Чарльз Колсон, книга «Любить Бога» Стр.251-253.

 

„В четвертом столетии жил-был в Азии монах, который про­вел большую часть своей жизни в отдаленной общине, занимаясь выращиванием овощей для монастырской кухни. В свободное от огородничества время он молился и предавался ученым заня­тиям.

    И вот в один прекрасный день этот монах — а звали его Теле­мах — почувствовал, что Господь хочет, чтобы он отправился в Рим, столицу мира, самый деловой, самый богатый и большой город в мире. Телемах понятия не имел, зачем ему идти туда, его страшила сама мысль об этом, но во время молитвы он ясно услы­шал указание Бога и ему пришлось повиноваться.

    Можно представить себе, каким несчастным чувствовал себя маленький монах, отправляясь пешком в дальний путь, по пыль­ным дорогам, ведущим на запад, навьючив все свои пожитки на спину. Зачем он шел? Он не знал этого. Что ждет его в чужом краю? Он не имел ни малейшего представления об этом. И все же, послушный воле Божьей, он шел вперед.

    Телемах прибыл в Рим во время праздников. Вы, верно, знае­те, что в такие дни римляне умиротворяли бедняков, обеспечивая их бесплатно хлебом и зрелищем, именуемым цирком. Когда Телемах вошел в Рим, город бурлил от радости, празднуя победу над готами. И посреди этого праздничного ликования Телемах стал доискиваться до причин, по которым Бог повелел идти ему сюда — у него не было никакого иного руководства, он даже с главой ордена не смог поговорить.

    „Может, — думал он, — не случайно я прибыл сюда во время праздников. Может, Бог ждет от меня, что я сыграю здесь какую-то специальную роль?"

    Так Телемах пошел, ведомый толпой, и она скоро привела его к Колизею, где вот-вот должен был начаться бой гладиаторов. До него уже доносились крики зверей в клетках, под полом глав­ной арены, и разговоры гладиаторов, готовящихся к бою.

    Выйдя на арену, гладиаторы приветствовали императора криками: „Идущие на смерть приветствуют тебя". Телемах за­дрожал, услышав этот крик. Он никогда прежде не слыхал о гладиаторских играх, но страшное предчувствие охватило его.

    Толпа криками подбадривала людей, которые готовились убивать друг друга для ее, толпы, вящего удовольствия. Челове­ческие жизни приносились на потребу развлечения. Когда монах понял, что предстоит, он решил, что не может молча глазеть на это зрелище. Но и встать и просто уйти он тоже не мог. И тогда он забрался на стену, идущую по периметру Колизея, и стал кричать: „Во имя Христа, остановитесь!"

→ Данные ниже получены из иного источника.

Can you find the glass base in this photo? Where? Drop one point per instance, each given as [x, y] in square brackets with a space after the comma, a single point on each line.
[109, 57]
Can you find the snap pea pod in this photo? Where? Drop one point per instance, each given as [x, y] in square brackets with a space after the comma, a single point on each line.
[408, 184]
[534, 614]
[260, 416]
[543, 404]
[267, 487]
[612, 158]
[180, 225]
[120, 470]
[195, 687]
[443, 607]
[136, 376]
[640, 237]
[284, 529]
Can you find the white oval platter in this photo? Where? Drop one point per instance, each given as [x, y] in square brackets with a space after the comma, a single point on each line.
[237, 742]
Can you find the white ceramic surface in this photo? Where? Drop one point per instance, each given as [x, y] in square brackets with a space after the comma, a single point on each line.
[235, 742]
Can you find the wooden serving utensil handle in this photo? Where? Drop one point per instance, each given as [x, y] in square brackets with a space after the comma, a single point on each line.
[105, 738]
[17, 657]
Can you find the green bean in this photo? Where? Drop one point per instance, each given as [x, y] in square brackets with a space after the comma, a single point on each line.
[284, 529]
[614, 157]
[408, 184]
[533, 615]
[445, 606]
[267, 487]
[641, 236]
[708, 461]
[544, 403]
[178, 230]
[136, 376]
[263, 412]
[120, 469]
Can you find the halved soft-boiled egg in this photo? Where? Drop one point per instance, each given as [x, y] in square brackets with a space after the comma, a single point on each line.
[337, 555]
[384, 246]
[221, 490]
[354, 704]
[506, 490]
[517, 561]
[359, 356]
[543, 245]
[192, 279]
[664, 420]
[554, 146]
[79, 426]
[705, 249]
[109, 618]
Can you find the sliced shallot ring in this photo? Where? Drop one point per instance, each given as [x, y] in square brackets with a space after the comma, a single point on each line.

    Его никто не слышал. Бой начался. Тогда Телемах спустился по каменным ступеням и бросился на песчаный пол арены. Он производил комичное впечатление — тщедушная фигурка в мона­шеском одеянии, носящаяся между мускулистыми, вооруженными атлетами. Один гладиатор ударил его щитом по спине, и Телемах растянулся на песке. Толпа взревела от восторга.

    Но монах не собирался сдаваться. С криком „Во имя Христа, остановитесь!" он бросался наперерез бойцам, пытаясь остановить их. Толпа начала смеяться и подбадривать его, полагая, верно, что он тоже участник зрелища. Потом его судорожные скачки по арене помешали одному из гладиаторов точно рассчитать удар, и противник успел увернуться. Разъяренная толпа, вопя и неистов­ствуя, стала требовать крови чужака. Гладиатор, которому он помешал нанести удар, поднял меч и ударил Телемаха, разрезав его грудную клетку. Маленький монах еще раз успел крикнуть: „Во имя Христа, остановитесь!"

Песок окрасился кровью. И тут случилось нечто удиви­тельное. Цирк замер в молчании, и кто-то из верхнего ряда вдруг встал и вышел, за ним последовали остальные. Зрители разом начали уходить, и в несколько минут огромный стадион опустел.

    Конечно, тут сошлось несколько сил, но невинная фигурка в луже крови стала как бы центром сопротивления, и это был пос­ледний бой гладиаторов в римском Колизее.

 

Никогда больше люди не убивали друг друга для развлечения толпы на римской арене.